Well, the players probably won’t think so. It’s hard to imagine the players’ union voluntarily giving up guaranteed money. But the idea of a non-guaranteed contract isn’t foreign to pro sports. The NFL doesn’t guarantee its contracts to its players. If a player isn’t playing as well as the team would like, they cut him and move on. It happens all the time. Do you think that motivates guys to play a little harder? I bet it does. It’s possible, and even likely, that we’ll see ownership pushing for this when they start negotiating the new CBA next year.

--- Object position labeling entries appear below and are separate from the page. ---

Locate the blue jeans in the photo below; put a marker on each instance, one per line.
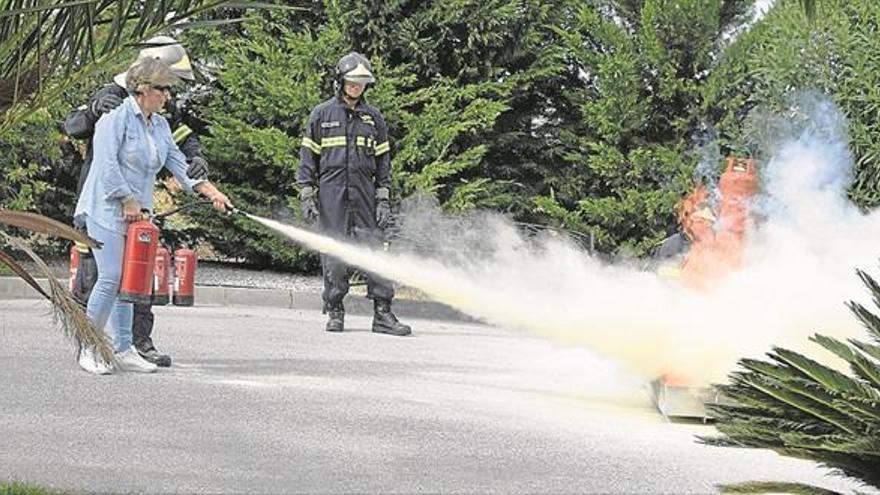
(104, 303)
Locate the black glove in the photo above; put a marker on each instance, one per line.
(308, 205)
(383, 208)
(104, 104)
(198, 168)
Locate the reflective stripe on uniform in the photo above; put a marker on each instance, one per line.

That’s why expiring contracts are so valuable—it’s about the only way to cut salary, short of just waiting for players to leave in free agency. The value is in what was traded for it. Usually to get it a team has traded away longer-term contracts that would tie up that money for years to come. And while the salary dump takes a year to take effect (until that massive contract expires), it still eventually cuts the payroll and saves money.

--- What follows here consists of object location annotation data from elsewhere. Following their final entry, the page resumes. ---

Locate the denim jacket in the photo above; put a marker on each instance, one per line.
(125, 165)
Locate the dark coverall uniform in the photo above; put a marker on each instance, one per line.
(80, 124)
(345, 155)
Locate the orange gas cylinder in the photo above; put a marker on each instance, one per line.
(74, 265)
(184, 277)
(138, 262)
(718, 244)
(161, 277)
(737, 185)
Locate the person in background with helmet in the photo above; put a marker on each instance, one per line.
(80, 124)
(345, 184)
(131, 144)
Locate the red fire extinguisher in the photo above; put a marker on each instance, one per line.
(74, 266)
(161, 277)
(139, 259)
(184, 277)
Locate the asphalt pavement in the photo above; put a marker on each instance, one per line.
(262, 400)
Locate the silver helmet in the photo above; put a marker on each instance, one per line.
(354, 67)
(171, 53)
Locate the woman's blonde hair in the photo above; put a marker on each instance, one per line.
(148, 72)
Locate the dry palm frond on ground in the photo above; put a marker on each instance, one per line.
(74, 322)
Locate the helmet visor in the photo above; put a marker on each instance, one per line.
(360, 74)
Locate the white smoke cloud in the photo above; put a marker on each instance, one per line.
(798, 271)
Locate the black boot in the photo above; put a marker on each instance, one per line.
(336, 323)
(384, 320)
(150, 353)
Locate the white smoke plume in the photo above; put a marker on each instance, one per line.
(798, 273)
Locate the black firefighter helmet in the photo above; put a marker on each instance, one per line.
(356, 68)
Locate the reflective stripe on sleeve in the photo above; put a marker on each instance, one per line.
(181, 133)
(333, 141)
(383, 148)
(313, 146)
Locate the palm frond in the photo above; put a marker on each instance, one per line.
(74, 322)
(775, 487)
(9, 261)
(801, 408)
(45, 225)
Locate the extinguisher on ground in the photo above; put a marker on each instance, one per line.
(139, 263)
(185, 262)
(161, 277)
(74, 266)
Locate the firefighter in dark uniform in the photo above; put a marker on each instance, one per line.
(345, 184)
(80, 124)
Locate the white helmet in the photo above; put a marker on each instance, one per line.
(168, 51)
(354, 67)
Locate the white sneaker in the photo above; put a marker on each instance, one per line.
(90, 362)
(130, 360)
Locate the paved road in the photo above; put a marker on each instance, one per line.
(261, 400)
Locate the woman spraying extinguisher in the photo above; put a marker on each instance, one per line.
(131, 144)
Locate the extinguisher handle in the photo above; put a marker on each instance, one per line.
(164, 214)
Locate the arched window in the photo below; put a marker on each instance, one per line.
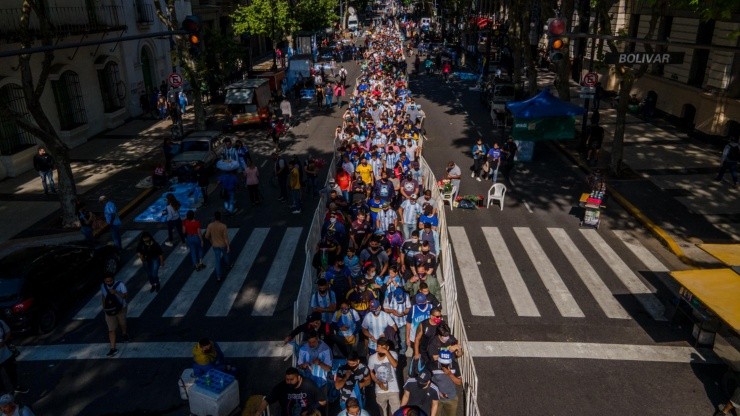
(68, 98)
(111, 87)
(12, 137)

But the real question is, is this even a problem? After all, there’s plenty of demand for large expiring contracts. Knicks fans are ecstatic that they have McGrady, because it opens up so much cap space next season for someone like LeBron James, Dwyane Wade, or Chris Bosh. And you can imagine the Rockets are excited to have McGrady’s contract off the books in exchange for a young hotshot like Kevin Martin. So isn’t everyone happy? As an analyst, I’m not, since I’m stuck reporting on inactive players as trade bait, but if it’s just me, I imagine the NBA is okay with that.

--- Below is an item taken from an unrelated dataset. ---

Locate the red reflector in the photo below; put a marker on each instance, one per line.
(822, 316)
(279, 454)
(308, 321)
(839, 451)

But next year, when you see teams clamoring to pick up Przybilla or New York’s Eddy Curry, who is set to earn over $11 million in the last year of his contract despite being, well, awful, you’ll know exactly why. You won’t have to like it – I probably won’t – but you’ll at least be able to understand it.












Three men contribute the lion’s share of value for most NBA teams. Five more contribute everything else. As a result, teams pay a premium for individuals of significant value.* With higher salaries being unfeasable, players can collectively demand other favorable conditions, like guaranteed money.
*Or, in many cases, when GMs or owners convince themselves an unproductive player is productive.